Die vaccinatiegraad is al lange tijd ongeveer 95%, en dat is mooi. Goede informatie, communicatie, én vrijwilligheid met een beroep op de verantwoordelijkheid van ouders is een werkzame formule gebleken, en is dat nog steeds. Maar juist ook hier mogen we niet achteroverleunen, wat wel eens kan dreigen omdat de ziekten die we zo effectief voorkomen eigenlijk niet meer zichtbaar zijn en niet meer ´gekend´worden. Want we weten dat de narigheid terug zal komen als de aandacht en inzet zouden verslappen en als de teugels gevierd worden. Het zou, bijvoorbeeld gezien de rodehonduitbraak van enkele jaren geleden, ook geen overbodige luxe zijn als we de vaccinatiegraad nog verder zouden kunnen bevorderen met name in gemeenschappen waar die nog laag is. Daarom is een voortgezette dialoog met religieus of anderszins levensbeschouwelijk bezwaarden van groot belang.
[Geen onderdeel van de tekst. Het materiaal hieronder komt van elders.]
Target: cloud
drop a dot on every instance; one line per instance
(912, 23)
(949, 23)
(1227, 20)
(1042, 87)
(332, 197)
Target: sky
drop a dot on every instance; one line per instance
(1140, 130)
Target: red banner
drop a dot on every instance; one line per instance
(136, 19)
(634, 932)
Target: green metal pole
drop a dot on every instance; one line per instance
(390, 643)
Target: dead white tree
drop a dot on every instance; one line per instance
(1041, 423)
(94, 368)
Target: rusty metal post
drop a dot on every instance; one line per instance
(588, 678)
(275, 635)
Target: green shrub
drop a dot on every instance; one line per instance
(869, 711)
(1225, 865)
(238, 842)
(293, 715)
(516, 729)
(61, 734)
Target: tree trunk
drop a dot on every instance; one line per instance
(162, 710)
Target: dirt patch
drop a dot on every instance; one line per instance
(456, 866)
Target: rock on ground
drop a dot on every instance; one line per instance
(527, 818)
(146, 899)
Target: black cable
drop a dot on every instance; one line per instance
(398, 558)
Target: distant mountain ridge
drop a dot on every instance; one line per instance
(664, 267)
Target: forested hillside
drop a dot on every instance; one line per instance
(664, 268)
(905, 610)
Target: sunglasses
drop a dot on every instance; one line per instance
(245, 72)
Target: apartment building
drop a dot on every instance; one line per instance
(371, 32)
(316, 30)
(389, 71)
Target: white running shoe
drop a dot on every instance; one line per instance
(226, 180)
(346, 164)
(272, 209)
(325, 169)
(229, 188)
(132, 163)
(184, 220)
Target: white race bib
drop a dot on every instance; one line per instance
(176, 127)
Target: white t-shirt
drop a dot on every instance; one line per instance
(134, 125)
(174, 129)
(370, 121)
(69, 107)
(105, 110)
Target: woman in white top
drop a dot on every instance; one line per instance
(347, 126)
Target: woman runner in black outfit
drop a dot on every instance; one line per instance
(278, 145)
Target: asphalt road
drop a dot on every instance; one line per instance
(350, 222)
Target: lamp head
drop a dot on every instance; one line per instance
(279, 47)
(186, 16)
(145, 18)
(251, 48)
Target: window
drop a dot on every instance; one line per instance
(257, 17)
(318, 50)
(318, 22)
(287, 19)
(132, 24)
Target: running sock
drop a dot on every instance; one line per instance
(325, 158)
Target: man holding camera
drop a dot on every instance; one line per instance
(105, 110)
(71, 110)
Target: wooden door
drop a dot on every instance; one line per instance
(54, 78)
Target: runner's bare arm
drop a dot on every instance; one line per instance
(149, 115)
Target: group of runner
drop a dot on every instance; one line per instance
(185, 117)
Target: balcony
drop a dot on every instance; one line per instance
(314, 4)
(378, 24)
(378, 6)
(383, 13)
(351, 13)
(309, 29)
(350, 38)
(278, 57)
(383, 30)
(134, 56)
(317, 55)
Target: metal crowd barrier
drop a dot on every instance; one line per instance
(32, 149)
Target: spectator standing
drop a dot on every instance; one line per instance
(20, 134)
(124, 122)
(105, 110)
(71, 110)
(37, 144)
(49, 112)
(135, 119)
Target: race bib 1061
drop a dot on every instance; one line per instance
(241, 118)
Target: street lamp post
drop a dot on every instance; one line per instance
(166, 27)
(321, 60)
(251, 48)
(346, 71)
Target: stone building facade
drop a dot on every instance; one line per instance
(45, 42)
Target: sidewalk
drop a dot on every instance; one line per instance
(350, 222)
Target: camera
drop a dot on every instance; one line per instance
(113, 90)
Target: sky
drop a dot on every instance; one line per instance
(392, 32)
Daarbij gaat het om de gezondheidsbescherming van jonge

kinderen die nog niet zelf over vaccinatie kunnen beslissen. Dit is behalve

voor de minister van Volksgezondheid, Welzijn en Sport ook een aandachtspunt voor de minister voor Jeugd en Gezin. Er wordt de laatste tijd wel eens gezegd dat Nederland begint achter te lopen, met verwijzing naar vaccinaties in het buitenland die (nog) niet in ons RVP zitten. Maar van achterlopen is geen sprake. Het tegendeel is het geval, wij lopen vóórop. Dat bleek onlangs nog weer eens toen de Gezondheidsraad de door de commissie RVP ontwikkelde set beoordelingscriteria presenteerde aan de Federation of European Academies of Medicine. Geen enkel ander land heeft zulke criteria, maar het buitenland is zeer geïnteresseerd omdat de behoefte eraan toeneemt. Want naast wetenschappelijke vooruitgang kunnen andere factoren zich opdringen zoals belangen - overigens begrijpelijke belangen - van producenten, economische overwegingen, druk van de media, en verwachtingen of bezorgdheid vanuit het publiek. Het is dan van groot belang te beschikken over een stabiel en voldoende geëquipeerd systeem van onafhankelijke inhoudelijke beoordeling op basis van evidence en kwaliteitscriteria, en over de capaciteit om het RVP in de praktijk optimaal uit te voeren. Dit is ook het beste recept om het brede draagvlak voor en het vertrouwen in het RVP te handhaven en zelfs te bevorderen. We mogen al met al optimistisch zijn. De geschiedenis van vaccinatie in Nederland is lang - veel langer dan 50 jaar - en dit heeft ons uiteindelijk vanaf 1957 een blijvend sterk RVP opgeleverd. Met de inzichten en aanbevelingen die het advies presenteert kunnen we dat verder uitbouwen en waar nodig vernieuwen, op weg naar 100 jaar RVP. Meneer de minister, het is mij een genoegen u dan nu het Gezondheidsraadadvies `De Toekomst van het Rijksvaccinatieprogramma: naar een programma voor alle leeftijden' te overhandigen. Ik kan dat doen dank zij het vele en uitstekende werk van de commissie

Rijksvaccinatieprogramma. Via haar voorzitter professor Joost

Ruitenberg en secretaris dr. Hans Houweling dank en complimenteer ik alle leden en adviseurs van de commissie.